I made my daughter several dresses at the beginning of this school year.  I made them out of inexpensive quilting cotton, knowing that as a small child, they would almost inevitably have "bad things" happen to them. 

So here's the row of dresses when first made:

 
And here is her butterfly dress as it was yesterday, when I ironed it (quilting cotton:  needs ironing).  You'll note the fading and chocolate? stains. 

 
 
She has a maximum of five more wears for this dress before the school year is over - so she can keep it in the "school" pile.  When the year is over, though... we'll do the annual clothing review. 
 
The "still great" clothing will stay in her closet for church, going out, generally anytime she needs to be presentable.  The clothing that is slightly (but not massively) stained or faded goes into her "around the house" clothing pile (aka play clothes).  The clothing that is too small, very stained, torn or otherwise destroyed gets moved into the rag bin (if knits) or tossed (if woven).  Anything that has miraculously not had bad things happen to it, yet has become too small, goes into the giveaway pile. 
 
This way we get maximum wear from everything we buy or make.

Wednesday, May 8, 2013

Inspiration

I've been working on some projects for my church - we are building a replica of the Tabernacle for study - and I did a bit of experimentation.

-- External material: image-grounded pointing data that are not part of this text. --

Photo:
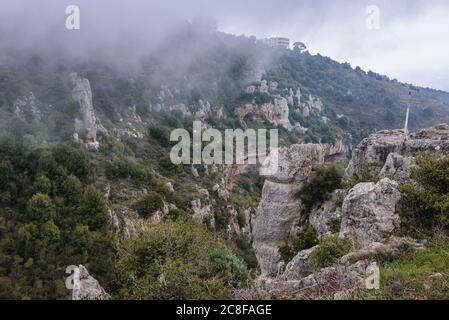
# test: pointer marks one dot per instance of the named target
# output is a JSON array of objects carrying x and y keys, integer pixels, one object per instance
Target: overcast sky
[{"x": 411, "y": 45}]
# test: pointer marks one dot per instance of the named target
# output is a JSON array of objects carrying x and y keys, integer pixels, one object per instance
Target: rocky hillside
[{"x": 86, "y": 177}]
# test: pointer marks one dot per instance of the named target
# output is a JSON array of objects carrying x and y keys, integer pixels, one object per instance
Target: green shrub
[
  {"x": 179, "y": 260},
  {"x": 160, "y": 133},
  {"x": 149, "y": 204},
  {"x": 177, "y": 214},
  {"x": 330, "y": 250},
  {"x": 303, "y": 240},
  {"x": 319, "y": 186},
  {"x": 368, "y": 173},
  {"x": 425, "y": 207}
]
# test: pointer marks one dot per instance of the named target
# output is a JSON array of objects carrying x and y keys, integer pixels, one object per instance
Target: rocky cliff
[
  {"x": 391, "y": 152},
  {"x": 88, "y": 125}
]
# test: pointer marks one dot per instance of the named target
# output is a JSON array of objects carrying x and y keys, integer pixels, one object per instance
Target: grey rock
[
  {"x": 86, "y": 287},
  {"x": 377, "y": 147},
  {"x": 369, "y": 212}
]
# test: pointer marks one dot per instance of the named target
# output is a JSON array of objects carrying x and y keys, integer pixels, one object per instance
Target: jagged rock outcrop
[
  {"x": 28, "y": 108},
  {"x": 85, "y": 287},
  {"x": 301, "y": 279},
  {"x": 275, "y": 113},
  {"x": 369, "y": 212},
  {"x": 398, "y": 168},
  {"x": 376, "y": 149},
  {"x": 88, "y": 125},
  {"x": 324, "y": 215}
]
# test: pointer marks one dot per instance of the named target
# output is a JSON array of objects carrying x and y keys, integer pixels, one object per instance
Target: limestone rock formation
[
  {"x": 28, "y": 108},
  {"x": 377, "y": 147},
  {"x": 369, "y": 212},
  {"x": 87, "y": 127},
  {"x": 86, "y": 287},
  {"x": 324, "y": 215}
]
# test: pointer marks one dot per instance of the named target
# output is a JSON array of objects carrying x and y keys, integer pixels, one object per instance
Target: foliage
[
  {"x": 424, "y": 208},
  {"x": 422, "y": 275},
  {"x": 368, "y": 173},
  {"x": 178, "y": 260},
  {"x": 303, "y": 240},
  {"x": 319, "y": 186},
  {"x": 149, "y": 204}
]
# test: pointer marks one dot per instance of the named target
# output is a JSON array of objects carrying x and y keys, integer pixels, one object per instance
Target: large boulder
[
  {"x": 369, "y": 212},
  {"x": 323, "y": 216},
  {"x": 86, "y": 287},
  {"x": 376, "y": 149},
  {"x": 88, "y": 125}
]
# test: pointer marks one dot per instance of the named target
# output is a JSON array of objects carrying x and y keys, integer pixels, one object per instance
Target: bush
[
  {"x": 303, "y": 240},
  {"x": 161, "y": 134},
  {"x": 179, "y": 260},
  {"x": 330, "y": 250},
  {"x": 149, "y": 204},
  {"x": 425, "y": 208},
  {"x": 420, "y": 275},
  {"x": 368, "y": 173},
  {"x": 318, "y": 188}
]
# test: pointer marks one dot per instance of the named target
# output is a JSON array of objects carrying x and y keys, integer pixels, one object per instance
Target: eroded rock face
[
  {"x": 87, "y": 127},
  {"x": 324, "y": 215},
  {"x": 369, "y": 212},
  {"x": 275, "y": 216},
  {"x": 276, "y": 113},
  {"x": 377, "y": 148},
  {"x": 28, "y": 108},
  {"x": 86, "y": 287},
  {"x": 398, "y": 168}
]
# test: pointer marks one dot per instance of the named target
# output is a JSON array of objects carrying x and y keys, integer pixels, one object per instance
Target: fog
[{"x": 411, "y": 43}]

And I realised that my sewing machine can make some seriously pretty designs.  Wouldn't some of that be amazing on the cuff and/or collar of a peasant blouse?

Every time you do something for God, He is *so* generous with giving back.  I feel like everything I've given to him over this process, He's been so great about giving me surprise gifts in return.

This time, it was inspiration. 

PS this is the sample sash I'm working on, for the priest's garb. 

I'm in the process of adding colored tassels to the white.  It's supposed to have red, blue and purple.  "For glory".

We'll see what they think when I turn it in!